I suspect this matter may have been discussed with Ionicus, or he may have reached the same conclusion independently. At any rate, his 1987 cover for the Uncle Fred novel Cocktail Time (1958) makes ample amends:
Here the building may be the same, but the members are more of the age and disposition you would hope and expect. But the focus, as is right and proper, is on the central figure of Uncle Fred, the fifth Earl of Ickenham, about to wang a Brazil Nut at Sir Raymond Bastable's top hat via a catapult. The composition of this is gorgeous, with an attention to detail that Ionicus was, to be honest, not always showing in his covers of this period. The yellow waistcoat, matching his shoes, that combined with the natty white suit ensures Lord Ickenham is the centre of attention; the moment of dramatic tension on every face as he takes careful aim; the anticipation of the consequences of this frivolous and irresponsible act, which will reverberate through the entire novel; it's all there.

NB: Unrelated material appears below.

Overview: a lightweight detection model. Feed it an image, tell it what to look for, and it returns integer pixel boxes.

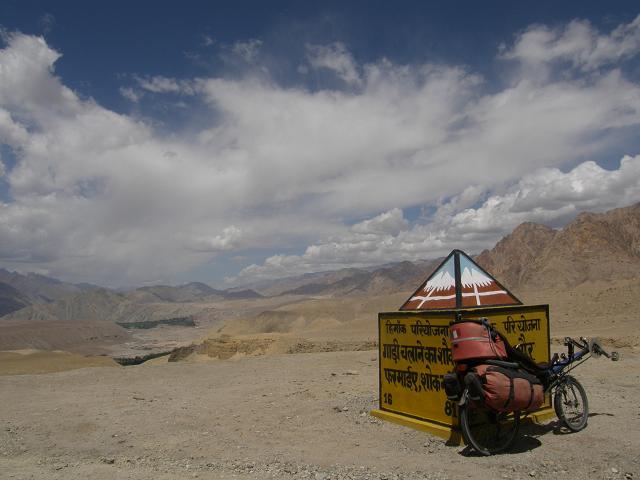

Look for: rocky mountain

Oh, I haven't mentioned the typeface yet: let's repair the omission. It's Plantin, slightly more extrovert than the Linotype Times used above, using stars against the chapter numbers and a large initial letter to boot:
One final thing. I don't know the law, or even the unwritten rules, of cover design, but I confess to being rather taken aback by the use later illustrators have made of Ionicus's cover design:
The same yellow waistcoat (not mentioned in the book); the same attitude with catapult, same spatial relationship with the victim; oh, but I don't need to spell it all out, for you can see for yourselves. No previous cover design was anything like it, but now they all do it. I make no accusation, you know. I just mention it.